I am not sure about that grease, although it is silicone, I believe it is quite a liquid consistency and may keep running out of your seal. Try https://www.performancelinebearings.com/product/bosch-silicone-grease/ or https://www.performancelinebearings.com/product/150/

I am in the EU (well for the next few months anyway!)

Not sure what you mean by "ratchet for gedoras"?


----------



## TomazO (Feb 29, 2016)

Bearing Man said:


> I am not sure about that grease, although it is silicone, I believe it is quite a liquid consistency and may keep running out of your seal.

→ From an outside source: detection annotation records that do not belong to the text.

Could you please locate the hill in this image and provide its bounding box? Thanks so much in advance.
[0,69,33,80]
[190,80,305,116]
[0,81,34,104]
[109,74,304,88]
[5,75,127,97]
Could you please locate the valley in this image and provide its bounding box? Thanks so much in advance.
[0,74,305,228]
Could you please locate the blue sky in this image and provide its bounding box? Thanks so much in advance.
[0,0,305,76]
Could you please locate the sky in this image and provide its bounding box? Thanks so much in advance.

Try https://www.performancelinebearings.com/product/bosch-silicone-grease/ or https://www.performancelinebearings.com/product/150/
> 
> I am in the EU (well for the next few months anyway!)
> 
> Not sure what you mean by "ratchet for gedoras"?

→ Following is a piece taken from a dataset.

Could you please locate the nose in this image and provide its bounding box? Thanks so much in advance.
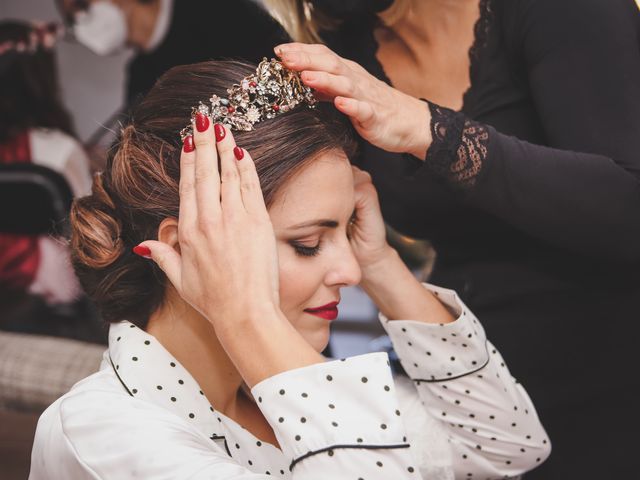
[325,239,362,287]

Thank you for suggestions. 
For "ratched for gedoras" i had this in mind:
https://www.njuskalo.hr/image-w920x...c-gedora-kljuc-7-19-akcija-slika-73858855.jpg

And that Puller for Bosch e-bike lock-ring/locking ring can be used with that handle to unscrew the crank.


----------



## Bearing Man (Oct 9, 2018)

TomazO said:


> Thank you for suggestions.
> For "ratched for gedoras" i had this in mind:
> https://www.njuskalo.hr/image-w920x...c-gedora-kljuc-7-19-akcija-slika-73858855.jpg
> 
> And that Puller for Bosch e-bike lock-ring/locking ring can be used with that handle to unscrew the crank.

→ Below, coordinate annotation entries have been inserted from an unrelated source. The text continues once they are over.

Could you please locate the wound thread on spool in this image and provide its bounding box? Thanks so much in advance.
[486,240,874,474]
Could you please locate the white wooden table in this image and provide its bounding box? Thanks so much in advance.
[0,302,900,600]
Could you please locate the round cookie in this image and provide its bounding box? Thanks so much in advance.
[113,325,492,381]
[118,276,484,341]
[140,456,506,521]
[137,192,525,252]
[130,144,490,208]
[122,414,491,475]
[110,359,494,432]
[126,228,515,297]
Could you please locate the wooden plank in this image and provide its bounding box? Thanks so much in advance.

No! And stay away from those silly socket things! :nono: You need a propper crank puller. google, ISIS Crank puller. 
Take a look at the begining of my video for removing the cranks http://forums.mtbr.com/newreply.php?do=newreply&p=13860675
There are other video's on youtube that are a bit clearer, just search YouTube for Bosch ebike crank removal. :thumbsup:


----------